The Official Solicitor, Peter Harris, confirmed that he had entered into a contract with the Portman Entertainment Group which gives it non-documentary film, television, video and ancillary rights to archive material from the West estate.

West's elder brother Doug said yesterday that the plan was "sick" and would do nothing to help the relatives of the Cromwell Street victims to recover from the tragedy. Politicians urged the Attorney General, Sir Nicholas Lyell, to intervene to stop the sale.

Much of the material given to Portman Entertainment, one of the oldest independent television production companies in Britain, was derived from the police inquiry which led to West being charged with 12 murders.

He hanged himself on New Year's Day two years ago before the trial could take place but his wife Rosemary was later convicted on 10 murder counts and sentenced to life imprisonment.

The material includes many hours of tape recordings with the police, copies of West's favourite pornographic films and pages of his memoirs written during his time in Winson Green prison before his death.

The Official Solicitor was appointed by the courts to look after the interests of the West children and has the responsibility of maximising the financial return on the estate. No details have been given about financial aspects of the film deal but it is believed to be in four figures, with extra payable if a film goes into production.

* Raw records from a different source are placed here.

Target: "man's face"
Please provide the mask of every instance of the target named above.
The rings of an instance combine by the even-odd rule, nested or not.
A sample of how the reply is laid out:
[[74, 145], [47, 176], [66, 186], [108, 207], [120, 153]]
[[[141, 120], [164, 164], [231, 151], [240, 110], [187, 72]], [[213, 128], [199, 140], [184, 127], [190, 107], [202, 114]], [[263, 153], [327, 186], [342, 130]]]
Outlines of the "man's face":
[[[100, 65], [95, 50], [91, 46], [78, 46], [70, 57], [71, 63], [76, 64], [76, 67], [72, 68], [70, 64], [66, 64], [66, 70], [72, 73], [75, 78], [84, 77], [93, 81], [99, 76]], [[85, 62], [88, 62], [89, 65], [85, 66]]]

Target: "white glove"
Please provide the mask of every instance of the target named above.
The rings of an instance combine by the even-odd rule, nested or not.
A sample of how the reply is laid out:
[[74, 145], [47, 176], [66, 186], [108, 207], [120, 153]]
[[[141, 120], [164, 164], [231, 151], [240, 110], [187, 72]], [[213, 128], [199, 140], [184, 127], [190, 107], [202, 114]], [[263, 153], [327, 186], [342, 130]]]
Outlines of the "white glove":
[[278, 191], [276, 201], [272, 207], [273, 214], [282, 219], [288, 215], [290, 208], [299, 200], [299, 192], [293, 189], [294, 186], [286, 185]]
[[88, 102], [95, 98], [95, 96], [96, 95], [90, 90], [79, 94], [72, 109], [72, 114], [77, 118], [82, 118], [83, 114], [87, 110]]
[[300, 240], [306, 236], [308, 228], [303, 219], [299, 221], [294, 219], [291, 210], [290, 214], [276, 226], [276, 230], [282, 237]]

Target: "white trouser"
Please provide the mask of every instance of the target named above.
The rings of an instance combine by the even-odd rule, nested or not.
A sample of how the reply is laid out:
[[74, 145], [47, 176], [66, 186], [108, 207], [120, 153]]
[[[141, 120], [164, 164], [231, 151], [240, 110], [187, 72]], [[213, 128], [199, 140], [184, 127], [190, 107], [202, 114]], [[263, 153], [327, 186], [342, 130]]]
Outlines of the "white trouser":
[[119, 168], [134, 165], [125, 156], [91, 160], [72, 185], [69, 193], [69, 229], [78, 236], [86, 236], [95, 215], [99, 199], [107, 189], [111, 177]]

Portman Entertainment's past successes include acquiring the British rights to the Australian soap Home and Away, and in 1993 it bought Zenith Productions, makers of Inspector Morse.

The contract also includes an option agreement to An Evil Love, a biography of Frederick West by the former Fleet Street journalist Geoffrey Wansell.

The Bishop of Gloucester, the Right Rev David Bentley, said yesterday he "deplored" the news that a film could be made and Douglas French, Conservative MP for Gloucester, said: "This is another sordid example of commercial exploitation of tragic events which the residents of Gloucester would prefer to forget."

Alex Carlile, Liberal Democrat spokesman on justice and legal affairs, urged Sir Nicholas to step in to stop the sale of the film rights.

"It is deeply shocking that the Official Solicitor, who is a government official, is entering, in his public role, into a contract for the sale of material which is derived from one of the greatest public mischiefs of modern times," he said.

Doug West said: "The relatives of the victims have had enough, I have had enough. I was hoping to have a good New Year and put all this behind me. Now it will all come up again. It's a bit sick as far as I am concerned. Let's hope the idea drops off and the film never comes out."